Saturday night we had a meeting in the cellblock, which was then taken to other cellblocks. We were going to sit down, refuse to get up and we were going to sing. The black GIs decided they weren’t going to do it because they figured they were the only ones who’d get punished. It wasn’t clear who else was going to do it and who wasn’t … I guess it never occurred to me that I wouldn’t do it. Every morning they had a formation and did roll call, because as prisoners they count you all the time. So on roll call formation, some of us broke ranks and walked over there. The brass started freaking out instantly. We sat down, linked arms and started singing. The main song was “We Shall Overcome.” In the very act of breaking ranks and going to do it we said, fuck it, we don’t care what happens, we’re just going to do it. It was an elation, like an energy, people were up. We didn’t give a shit what they did. The commandant came over and tried to read the mutiny article to us. We just sang louder whenever he tried to talk. We were not going to be intimidated, even though it’s a capital offense.
We had agreed that one person was going to stand up and read our demands, and that person was Walter Pawlowski, who was very popular among the guys. He read the list of our demands, and asked for a response. It was all polite … “May I have your response sir?” And of course they didn’t have any response. So we just kept singing and pretty soon up comes the fire truck. The firemen get out and they’re standing around. We didn’t know it at the time, but later we found out they told the firemen to squirt us, and the firemen said no, we fight fires, we don’t do this shit. All we knew is the fire trucks were there, but we didn’t get squirted. The camera guys were running around taking pictures for evidence, but instead of trying to hide we’d grin for them.

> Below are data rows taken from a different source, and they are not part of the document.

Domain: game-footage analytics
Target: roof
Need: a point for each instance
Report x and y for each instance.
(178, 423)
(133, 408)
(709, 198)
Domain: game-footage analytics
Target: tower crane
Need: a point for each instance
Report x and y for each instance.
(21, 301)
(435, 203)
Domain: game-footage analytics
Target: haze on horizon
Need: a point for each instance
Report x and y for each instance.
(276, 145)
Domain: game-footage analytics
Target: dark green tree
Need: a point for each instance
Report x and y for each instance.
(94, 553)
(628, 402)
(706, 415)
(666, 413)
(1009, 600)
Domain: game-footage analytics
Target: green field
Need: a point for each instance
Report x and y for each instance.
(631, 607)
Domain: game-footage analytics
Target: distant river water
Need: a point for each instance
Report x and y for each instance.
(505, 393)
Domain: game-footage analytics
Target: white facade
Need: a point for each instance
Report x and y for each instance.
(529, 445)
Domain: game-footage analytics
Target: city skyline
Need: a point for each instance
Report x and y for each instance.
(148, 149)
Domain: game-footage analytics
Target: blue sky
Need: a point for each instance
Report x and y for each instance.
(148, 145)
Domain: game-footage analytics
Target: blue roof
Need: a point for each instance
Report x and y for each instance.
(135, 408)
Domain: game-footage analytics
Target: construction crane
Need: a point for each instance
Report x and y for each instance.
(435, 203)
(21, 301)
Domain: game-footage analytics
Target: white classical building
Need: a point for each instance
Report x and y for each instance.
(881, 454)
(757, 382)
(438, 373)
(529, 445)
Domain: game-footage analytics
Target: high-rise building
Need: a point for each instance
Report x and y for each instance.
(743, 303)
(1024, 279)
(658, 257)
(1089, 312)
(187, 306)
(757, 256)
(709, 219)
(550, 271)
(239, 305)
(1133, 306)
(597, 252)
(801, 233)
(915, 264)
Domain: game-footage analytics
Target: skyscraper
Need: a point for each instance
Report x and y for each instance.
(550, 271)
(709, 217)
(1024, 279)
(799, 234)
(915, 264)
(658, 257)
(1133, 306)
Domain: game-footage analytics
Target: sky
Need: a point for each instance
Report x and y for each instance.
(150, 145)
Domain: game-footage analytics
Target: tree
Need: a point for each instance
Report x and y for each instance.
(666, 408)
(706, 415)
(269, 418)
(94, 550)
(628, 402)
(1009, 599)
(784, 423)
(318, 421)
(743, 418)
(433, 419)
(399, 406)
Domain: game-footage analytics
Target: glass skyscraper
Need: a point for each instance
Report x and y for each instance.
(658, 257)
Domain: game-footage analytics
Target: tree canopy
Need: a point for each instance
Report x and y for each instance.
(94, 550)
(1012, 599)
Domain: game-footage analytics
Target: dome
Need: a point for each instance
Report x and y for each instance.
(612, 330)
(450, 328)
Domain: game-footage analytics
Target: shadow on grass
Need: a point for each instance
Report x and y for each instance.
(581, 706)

Then they brought in this company of MPs, with their riot stuff on, their gas masks and their big sticks. We just kept singing. Pretty soon the MPs came over and started grabbing people. They stuck us all together in one cellblock, which was great and made it easier to build unity, and charged us with mutiny. The Presidio 27 became an organized force then, we bonded together in a big way. We were steadfast, we never wavered. Never once did anybody apologize or say I wish I hadn’t done it.